Wills Creek starts out as a full-fledged stream of the Potomac, but is contained in a concrete flood control structure as it passes through Cumberland, MD. Here it’s a river surrounded by concrete. Photograph, Nicole Lehming
Buried tributaries to Wills Creek enter it through tunnels passing under the city. Dry Run enters the tunnel seen here to empty into Wills Creek. Photograph, Nicole Lehming
Wills Creek runs through Cumberland on its way into the Potomac River’s North Branch. Outside of town, it’s indistinguishable from the river it eventually reaches: wide and murky, with ample room for kayaks. Within town, though, Wills Creek is not a creek at all but a flood control structure. Its concrete bottom and steep, sidewalk-like banks channel water downstream. That water can rise quickly and run fast in heavy rains. There are signs not to enter it, not that anyone would find it inviting.

“Wills Creek is an example of a stream that was too big to bury, but they did their best,” said Andrew Elmore, an ecologist with the University of Maryland Center for Environmental Science’s Appalachian Laboratory who maps and studies buried streams to gauge their effect on flooding and water quality.

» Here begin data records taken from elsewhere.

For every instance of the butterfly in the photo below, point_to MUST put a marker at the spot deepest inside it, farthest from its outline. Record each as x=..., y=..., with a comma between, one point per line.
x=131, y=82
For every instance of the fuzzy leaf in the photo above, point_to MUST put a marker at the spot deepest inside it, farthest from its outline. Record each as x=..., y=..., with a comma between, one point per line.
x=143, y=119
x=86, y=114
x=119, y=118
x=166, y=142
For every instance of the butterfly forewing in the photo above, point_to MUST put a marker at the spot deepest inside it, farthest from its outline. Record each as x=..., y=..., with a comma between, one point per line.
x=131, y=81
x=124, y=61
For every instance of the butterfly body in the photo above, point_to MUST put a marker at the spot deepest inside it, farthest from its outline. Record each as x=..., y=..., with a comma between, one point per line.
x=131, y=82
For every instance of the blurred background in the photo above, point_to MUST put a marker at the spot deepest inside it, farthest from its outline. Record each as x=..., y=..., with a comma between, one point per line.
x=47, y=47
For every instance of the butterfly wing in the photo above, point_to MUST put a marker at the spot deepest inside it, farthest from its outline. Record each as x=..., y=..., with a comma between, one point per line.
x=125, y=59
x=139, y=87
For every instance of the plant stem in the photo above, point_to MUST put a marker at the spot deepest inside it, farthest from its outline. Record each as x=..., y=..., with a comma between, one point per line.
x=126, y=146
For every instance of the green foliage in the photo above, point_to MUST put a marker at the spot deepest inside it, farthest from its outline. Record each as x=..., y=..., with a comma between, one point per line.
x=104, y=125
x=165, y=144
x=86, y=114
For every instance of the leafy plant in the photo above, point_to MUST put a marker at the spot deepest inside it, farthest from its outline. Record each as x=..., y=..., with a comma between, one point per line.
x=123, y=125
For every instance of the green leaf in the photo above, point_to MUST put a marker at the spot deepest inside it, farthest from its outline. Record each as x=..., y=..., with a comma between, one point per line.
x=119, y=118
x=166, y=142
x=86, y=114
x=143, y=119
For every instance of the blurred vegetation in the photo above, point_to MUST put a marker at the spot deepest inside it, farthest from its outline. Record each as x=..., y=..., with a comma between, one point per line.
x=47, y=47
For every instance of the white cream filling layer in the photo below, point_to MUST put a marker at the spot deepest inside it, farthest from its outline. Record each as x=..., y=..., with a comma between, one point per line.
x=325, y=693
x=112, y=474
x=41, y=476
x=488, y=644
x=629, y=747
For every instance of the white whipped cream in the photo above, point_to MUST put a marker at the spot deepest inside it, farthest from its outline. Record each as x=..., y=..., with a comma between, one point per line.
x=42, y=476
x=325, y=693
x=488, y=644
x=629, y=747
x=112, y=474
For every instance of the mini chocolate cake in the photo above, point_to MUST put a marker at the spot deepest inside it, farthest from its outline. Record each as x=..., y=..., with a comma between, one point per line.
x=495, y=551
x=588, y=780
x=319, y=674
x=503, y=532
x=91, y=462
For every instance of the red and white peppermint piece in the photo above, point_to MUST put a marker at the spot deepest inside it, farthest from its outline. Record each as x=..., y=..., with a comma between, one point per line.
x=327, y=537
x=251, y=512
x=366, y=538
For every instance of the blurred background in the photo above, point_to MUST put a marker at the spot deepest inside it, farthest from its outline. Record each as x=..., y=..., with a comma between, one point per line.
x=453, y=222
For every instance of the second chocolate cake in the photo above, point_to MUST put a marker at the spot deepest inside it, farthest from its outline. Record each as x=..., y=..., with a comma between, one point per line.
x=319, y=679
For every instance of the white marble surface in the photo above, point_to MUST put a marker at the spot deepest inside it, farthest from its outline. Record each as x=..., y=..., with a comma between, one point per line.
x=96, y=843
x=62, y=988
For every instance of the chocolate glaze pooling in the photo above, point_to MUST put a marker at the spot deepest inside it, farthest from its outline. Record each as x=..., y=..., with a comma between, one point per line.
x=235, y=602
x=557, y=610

A buried stream is a waterway that planning officials have decided should not be a stream anymore. Engineers route the flow through culverts and pipes. Then they simply pave over the engineered channel, building a road or highway. What was once an open stream becomes hidden. In Baltimore, the Jones Falls, a Patapsco River tributary, is one of the largest buried streams in Maryland; much of it sits under Interstate 83, also known as the Jones Falls Expressway.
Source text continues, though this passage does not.